The 12 songs on Pacifier are the cream of a huge cache of tunes accumulated over the past two years, from the road-tested "Trademark" and "Nothing" to LA-refined balltearers like "Everything", the result of several songs rammed together at Josh Abrahams' suggestion.
"This record is about a journey," says Tom. "It's about us going somewhere musically and personally. It's only when you come to the end that you've really defined it. We took everything apart, glued it back together and the final pieces of the puzzle just went click-click-click."
"We argued like motherfuckers," Jon adds with characteristic candour. "We had days where we actually looked at each other and said 'Do we really want to be in the same room? Do we really want to make a record at all? Do we really want to be part of this business?'
"When you answer those questions truthfully it makes you realise, 'If we're gonna do this, let's not waste time talking bullshit or making music for any other reason than to make a fucking amazing album that we love'. It was a really honest and heart-wrenching position for me - and for everyone.

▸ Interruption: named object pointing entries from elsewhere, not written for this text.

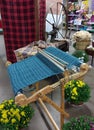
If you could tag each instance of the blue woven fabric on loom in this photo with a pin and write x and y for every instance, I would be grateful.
(36, 68)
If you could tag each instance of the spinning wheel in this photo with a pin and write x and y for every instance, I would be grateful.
(57, 22)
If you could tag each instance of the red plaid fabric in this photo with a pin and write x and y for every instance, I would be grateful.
(19, 24)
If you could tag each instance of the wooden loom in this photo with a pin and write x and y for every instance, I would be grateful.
(40, 95)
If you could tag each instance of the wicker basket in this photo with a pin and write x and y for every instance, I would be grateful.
(81, 45)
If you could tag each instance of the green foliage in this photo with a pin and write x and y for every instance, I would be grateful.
(14, 117)
(80, 123)
(81, 55)
(77, 91)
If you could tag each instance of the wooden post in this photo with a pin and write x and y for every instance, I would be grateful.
(48, 114)
(66, 75)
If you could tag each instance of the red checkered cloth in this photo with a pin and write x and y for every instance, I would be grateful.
(21, 23)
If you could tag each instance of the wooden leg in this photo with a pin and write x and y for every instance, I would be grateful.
(62, 106)
(92, 60)
(48, 114)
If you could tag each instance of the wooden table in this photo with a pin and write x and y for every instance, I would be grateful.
(90, 51)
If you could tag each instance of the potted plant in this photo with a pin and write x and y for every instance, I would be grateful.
(14, 117)
(76, 92)
(81, 55)
(80, 123)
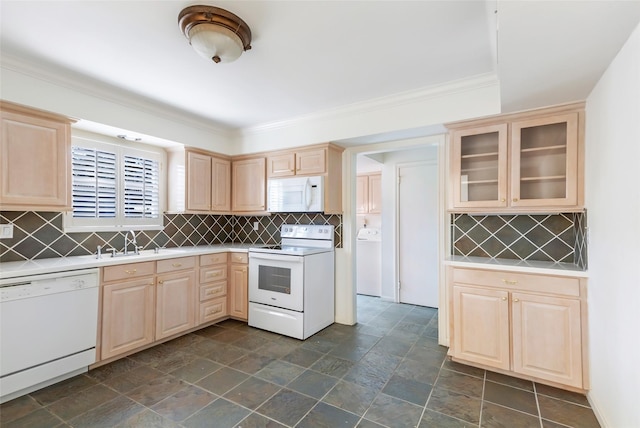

"If this record had to come down to a simple theme, it would be all about change," he says. "Shedding your skin and starting again, you know?"
Which makes a new name strangely appropriate. As Wellington teenagers, Tom and Jon misheard the name Shihad in David Lynch's film, Dune. Post 9-11, of course, the warlike connotations of the word 'jihad' were impossible to ignore. Pacifier was the title of the third single from The General Electric. Eventually, it stuck.
"It was an idea of Karl's that the band slowly warmed to," says Tom, "but it pushed us around internally for quite a while. We had two members saying 'We've got to change it' and two members going 'No way.' Then it got to the point where the word 'jihad' was on the news every 30 seconds so finally it was like, 'OK, we get it'."
"This record is so good," Jon says, "it's gonna surpass the whole having-to-change-your-name-after-12-years bullshit. Once people hear this record, if they love this band, they're not even gonna think about it."
Make peace, not war. Like the best rock ever made, Pacifier is the perfect release valve, made of the finest riffs and the sturdiest hooks by world class craftsmen. And it's built to last.
"Ultimately," says Tom, "I always imagine great albums as something you put on in the car, turn up too loud for the stereo, drive really fast and feel great afterwards. That's where we're coming from. Hopefully this is one of those point-in-your-life markers that people will come back to in 10 years' time. I want people to treat it as a soundtrack to their lives. That's what it is to us."